If the White Sox stick with the plan to draft a collegian, Nevada-Las Vegas right-hander Erick Fedde, Louisiana State righty Aaron Nola and two more lefties -- Evansville's Kyle Freeland and Texas Christian's Brandon Finnegan -- should all be available at No. 3.
If Rondon goes to the Astros or Miami Marlins, who pick second, the White Sox are going to be tempted to pick hard-throwing right-hander Tyler Kolek out of Shepherd High School in Texas. Kolek is a monster at 6-feet-5, 245 pounds and he regularly throws 100 mph.
Another potential high school pick is lefty Brady Aiken, from Cathedral Catholic High School in San Diego.
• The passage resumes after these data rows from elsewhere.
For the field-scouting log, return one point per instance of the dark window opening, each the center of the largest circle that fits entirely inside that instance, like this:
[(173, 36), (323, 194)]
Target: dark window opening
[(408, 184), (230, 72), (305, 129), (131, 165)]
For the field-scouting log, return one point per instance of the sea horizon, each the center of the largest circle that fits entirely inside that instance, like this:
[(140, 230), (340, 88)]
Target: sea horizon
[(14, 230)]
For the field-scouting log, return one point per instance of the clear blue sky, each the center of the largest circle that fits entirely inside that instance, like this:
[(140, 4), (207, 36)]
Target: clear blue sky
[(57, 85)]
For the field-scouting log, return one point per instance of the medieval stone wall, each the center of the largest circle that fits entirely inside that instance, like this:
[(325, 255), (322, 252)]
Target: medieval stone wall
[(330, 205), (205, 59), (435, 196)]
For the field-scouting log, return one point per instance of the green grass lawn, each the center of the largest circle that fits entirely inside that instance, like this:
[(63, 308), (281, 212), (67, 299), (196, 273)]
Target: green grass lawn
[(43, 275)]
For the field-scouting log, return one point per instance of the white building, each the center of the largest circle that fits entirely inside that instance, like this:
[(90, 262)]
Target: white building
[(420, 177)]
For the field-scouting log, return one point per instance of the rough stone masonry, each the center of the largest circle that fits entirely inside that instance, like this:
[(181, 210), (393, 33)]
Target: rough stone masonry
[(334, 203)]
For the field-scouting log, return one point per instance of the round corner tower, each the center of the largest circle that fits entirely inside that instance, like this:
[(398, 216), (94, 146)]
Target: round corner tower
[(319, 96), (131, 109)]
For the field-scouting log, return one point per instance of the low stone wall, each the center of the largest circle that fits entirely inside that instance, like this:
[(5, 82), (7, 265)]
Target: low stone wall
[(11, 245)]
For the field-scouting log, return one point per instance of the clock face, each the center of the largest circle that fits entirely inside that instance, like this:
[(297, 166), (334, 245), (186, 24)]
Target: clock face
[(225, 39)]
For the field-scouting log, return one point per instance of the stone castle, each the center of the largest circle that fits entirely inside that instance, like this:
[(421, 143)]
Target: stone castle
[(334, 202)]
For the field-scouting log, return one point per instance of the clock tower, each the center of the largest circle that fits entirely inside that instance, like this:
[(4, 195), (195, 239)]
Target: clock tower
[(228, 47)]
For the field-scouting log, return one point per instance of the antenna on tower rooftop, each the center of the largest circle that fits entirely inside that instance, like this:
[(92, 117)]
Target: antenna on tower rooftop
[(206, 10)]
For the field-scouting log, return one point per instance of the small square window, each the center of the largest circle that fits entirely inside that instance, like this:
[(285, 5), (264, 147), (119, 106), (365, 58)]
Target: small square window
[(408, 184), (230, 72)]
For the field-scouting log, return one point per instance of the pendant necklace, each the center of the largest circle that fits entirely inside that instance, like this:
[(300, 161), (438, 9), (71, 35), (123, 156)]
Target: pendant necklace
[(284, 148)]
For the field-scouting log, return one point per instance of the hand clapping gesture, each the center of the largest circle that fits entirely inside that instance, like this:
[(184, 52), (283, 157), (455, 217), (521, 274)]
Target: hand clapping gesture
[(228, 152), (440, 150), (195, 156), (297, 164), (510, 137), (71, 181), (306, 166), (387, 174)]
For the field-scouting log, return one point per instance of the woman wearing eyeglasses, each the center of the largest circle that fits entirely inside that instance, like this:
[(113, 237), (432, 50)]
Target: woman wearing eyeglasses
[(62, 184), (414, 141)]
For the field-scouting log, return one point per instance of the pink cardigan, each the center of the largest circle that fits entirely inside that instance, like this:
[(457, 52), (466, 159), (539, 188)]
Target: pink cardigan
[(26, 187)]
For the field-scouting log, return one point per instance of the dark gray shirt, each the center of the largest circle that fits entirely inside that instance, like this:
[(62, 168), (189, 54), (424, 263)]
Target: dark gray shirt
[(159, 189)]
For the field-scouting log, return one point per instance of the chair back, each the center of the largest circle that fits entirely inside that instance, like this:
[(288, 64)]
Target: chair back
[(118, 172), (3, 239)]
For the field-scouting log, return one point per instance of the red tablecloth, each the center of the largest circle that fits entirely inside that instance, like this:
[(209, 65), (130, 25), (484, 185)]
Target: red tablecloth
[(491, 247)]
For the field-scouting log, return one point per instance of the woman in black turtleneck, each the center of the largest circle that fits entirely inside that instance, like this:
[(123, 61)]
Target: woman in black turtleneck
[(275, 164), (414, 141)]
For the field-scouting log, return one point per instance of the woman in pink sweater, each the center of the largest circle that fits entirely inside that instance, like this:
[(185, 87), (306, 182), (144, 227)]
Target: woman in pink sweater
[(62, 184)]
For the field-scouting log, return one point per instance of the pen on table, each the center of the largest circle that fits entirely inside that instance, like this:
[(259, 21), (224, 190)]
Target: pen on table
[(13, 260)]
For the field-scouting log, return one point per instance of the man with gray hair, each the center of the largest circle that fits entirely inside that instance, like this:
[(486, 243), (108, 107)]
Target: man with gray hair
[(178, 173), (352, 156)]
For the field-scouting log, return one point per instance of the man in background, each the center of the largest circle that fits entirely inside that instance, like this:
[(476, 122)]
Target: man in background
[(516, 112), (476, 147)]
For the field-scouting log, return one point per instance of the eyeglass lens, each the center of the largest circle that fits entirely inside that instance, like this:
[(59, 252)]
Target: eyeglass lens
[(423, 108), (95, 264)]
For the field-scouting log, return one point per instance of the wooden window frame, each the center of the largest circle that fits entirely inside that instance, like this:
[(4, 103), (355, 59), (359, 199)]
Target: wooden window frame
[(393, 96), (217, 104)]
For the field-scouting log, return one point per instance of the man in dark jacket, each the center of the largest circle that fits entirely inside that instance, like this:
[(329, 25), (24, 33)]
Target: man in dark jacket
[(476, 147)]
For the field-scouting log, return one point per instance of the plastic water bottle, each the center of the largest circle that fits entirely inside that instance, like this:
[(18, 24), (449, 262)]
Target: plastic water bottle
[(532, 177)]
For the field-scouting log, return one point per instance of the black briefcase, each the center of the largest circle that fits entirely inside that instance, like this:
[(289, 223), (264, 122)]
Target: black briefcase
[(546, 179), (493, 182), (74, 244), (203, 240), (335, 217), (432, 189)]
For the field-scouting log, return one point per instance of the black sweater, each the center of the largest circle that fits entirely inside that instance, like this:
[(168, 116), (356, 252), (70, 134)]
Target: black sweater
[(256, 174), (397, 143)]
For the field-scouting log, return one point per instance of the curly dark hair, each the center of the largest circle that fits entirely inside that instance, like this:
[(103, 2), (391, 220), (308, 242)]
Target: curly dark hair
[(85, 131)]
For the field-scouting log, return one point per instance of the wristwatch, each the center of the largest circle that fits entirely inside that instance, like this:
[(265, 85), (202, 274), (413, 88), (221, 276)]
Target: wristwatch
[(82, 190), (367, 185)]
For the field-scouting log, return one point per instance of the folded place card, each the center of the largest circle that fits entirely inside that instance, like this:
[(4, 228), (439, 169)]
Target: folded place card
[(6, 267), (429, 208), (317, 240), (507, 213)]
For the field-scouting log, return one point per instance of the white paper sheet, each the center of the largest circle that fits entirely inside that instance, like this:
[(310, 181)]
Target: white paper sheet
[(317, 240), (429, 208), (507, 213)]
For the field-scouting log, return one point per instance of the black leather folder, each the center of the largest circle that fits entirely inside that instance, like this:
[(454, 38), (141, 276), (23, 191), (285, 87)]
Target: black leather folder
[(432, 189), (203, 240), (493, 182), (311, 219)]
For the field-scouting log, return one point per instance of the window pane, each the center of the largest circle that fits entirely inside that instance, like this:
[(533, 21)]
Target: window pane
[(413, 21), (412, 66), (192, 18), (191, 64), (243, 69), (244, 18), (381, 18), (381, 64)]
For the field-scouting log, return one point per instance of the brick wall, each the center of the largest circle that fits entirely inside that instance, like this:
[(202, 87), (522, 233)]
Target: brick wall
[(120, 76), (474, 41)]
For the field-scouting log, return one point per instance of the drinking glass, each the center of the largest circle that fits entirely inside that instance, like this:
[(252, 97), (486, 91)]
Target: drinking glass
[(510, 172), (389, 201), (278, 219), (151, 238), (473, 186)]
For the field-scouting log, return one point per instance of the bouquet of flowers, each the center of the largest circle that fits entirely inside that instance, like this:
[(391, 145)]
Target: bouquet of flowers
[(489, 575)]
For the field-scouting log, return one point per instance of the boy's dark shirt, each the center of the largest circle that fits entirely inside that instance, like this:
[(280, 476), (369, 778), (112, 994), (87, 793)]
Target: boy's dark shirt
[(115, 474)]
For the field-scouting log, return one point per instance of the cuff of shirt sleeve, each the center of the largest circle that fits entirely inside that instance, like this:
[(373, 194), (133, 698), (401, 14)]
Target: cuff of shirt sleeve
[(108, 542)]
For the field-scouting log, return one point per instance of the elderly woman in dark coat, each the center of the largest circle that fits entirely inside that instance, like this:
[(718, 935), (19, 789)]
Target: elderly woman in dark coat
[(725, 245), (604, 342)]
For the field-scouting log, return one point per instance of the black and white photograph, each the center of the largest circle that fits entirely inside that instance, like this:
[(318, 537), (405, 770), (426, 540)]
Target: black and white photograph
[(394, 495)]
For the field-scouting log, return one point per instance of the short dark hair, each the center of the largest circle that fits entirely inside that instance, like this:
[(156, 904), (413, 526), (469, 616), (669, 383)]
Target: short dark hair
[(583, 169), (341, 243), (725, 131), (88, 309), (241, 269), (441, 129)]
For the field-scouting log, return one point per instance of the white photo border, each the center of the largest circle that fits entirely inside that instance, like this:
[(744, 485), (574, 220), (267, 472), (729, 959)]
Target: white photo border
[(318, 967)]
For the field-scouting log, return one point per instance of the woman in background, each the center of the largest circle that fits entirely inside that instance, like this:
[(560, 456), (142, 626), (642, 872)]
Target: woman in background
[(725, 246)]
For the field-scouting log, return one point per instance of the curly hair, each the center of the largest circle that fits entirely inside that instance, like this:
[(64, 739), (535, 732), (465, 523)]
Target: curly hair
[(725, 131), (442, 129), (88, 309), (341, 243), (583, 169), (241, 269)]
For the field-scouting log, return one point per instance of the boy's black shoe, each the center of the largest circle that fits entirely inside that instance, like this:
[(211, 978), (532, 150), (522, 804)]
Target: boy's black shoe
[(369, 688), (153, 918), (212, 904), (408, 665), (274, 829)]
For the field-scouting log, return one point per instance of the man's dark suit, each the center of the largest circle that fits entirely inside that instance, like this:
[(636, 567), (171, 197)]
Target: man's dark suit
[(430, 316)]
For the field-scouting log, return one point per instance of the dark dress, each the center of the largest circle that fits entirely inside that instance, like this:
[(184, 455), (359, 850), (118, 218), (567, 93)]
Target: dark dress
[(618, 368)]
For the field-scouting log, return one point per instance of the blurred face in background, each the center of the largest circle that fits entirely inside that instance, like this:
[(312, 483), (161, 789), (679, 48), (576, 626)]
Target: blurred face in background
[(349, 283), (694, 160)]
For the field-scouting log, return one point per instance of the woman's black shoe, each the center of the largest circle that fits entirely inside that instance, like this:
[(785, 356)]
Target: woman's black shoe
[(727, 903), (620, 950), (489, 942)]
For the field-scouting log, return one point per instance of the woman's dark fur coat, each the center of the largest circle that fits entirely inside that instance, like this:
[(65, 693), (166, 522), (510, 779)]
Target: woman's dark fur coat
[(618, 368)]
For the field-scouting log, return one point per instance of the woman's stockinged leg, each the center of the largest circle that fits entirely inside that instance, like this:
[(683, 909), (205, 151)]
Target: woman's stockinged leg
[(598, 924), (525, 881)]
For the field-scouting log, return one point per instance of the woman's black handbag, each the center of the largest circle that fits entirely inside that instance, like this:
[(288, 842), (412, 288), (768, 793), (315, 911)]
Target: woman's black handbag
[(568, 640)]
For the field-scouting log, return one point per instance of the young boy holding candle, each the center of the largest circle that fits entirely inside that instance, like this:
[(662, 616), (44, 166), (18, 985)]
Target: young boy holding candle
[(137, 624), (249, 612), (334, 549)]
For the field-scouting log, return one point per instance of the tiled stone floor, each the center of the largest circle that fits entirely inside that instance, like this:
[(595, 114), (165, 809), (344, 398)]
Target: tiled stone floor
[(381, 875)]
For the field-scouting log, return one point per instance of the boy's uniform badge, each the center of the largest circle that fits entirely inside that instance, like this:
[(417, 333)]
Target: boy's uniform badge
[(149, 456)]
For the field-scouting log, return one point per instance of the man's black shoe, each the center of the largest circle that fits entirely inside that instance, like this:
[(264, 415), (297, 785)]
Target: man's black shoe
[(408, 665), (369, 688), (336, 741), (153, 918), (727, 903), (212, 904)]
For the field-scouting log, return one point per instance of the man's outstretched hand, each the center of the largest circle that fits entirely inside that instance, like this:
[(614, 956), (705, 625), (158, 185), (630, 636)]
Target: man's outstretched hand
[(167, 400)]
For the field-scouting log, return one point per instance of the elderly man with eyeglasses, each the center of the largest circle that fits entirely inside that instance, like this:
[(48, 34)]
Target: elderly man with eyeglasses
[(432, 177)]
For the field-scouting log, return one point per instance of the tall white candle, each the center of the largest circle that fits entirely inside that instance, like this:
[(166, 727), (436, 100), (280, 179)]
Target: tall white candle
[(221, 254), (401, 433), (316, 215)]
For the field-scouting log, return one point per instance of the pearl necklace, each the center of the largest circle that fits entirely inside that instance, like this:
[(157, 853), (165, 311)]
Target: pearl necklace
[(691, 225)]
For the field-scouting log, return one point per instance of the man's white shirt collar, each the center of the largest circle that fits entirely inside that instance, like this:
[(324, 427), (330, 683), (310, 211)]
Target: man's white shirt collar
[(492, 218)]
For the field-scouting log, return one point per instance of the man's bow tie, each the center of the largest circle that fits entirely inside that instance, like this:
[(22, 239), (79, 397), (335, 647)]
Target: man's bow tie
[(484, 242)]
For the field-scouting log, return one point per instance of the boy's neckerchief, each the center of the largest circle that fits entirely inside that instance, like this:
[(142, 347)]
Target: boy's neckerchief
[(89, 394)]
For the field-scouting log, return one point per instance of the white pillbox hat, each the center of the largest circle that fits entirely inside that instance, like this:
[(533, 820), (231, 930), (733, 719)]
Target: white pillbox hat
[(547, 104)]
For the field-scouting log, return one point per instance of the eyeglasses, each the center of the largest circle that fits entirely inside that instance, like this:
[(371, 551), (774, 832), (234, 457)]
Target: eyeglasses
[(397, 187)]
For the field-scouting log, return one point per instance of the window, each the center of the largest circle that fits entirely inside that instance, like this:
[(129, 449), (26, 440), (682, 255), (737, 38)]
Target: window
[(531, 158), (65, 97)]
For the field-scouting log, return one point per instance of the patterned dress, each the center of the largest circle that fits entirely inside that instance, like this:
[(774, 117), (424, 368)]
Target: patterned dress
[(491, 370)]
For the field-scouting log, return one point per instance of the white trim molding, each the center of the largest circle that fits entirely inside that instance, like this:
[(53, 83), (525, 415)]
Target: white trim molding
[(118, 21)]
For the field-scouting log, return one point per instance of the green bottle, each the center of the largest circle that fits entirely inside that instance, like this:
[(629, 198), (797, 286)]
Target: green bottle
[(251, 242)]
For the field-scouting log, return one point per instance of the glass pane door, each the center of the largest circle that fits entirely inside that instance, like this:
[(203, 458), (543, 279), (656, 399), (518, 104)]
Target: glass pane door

Aiken has it all, a developing fastball, plus a curve and an above average slider and changeup.
Would the White Sox be willing to wait for Kolek or Aiken to develop?
If, and it's a big if, one of the prep stars makes it to the majors by 2017, Sale would be 28 with two more club option years on his contract. Jose Quintana would also be 28 and could be under contract with the Sox through 2020.
It's going to be a tough decision, but the White Sox clearly need to beef up their starting pitching.
As it stands now, Tyler Danish is the top talent in the system.
Danish was drafted last June on the second round, and he's a high school product from Plant City, Fla.
"He can pitch," said White Sox assistant general manager Buddy Bell. "We feel he's ahead of being 19 years old because he's athletic and he knows what he's doing."
In his first 7 starts with low Class A Kannapolis, the 6-foot, 205-pound Danish was 3-0 and his 0.71 ERA led the South Atlantic League.
"He's kind of like Jake Peavy, as far as the arm slot," Bell said. "Obviously, he's not Jake Peavy, but he's kind of that type of guy. He's very athletic, a strong kid, he really knows the game."
Danish probably gets to high A Winston-Salem at some point this season, and full seasons at AA Birmingham and AAA Charlotte the next two years could get the right-hander to the White Sox in 2017.
There would be a similar wait if the Sox opt to draft Kolek or Aiken, but given their impressive young resumes, it might be worth it for the White Sox.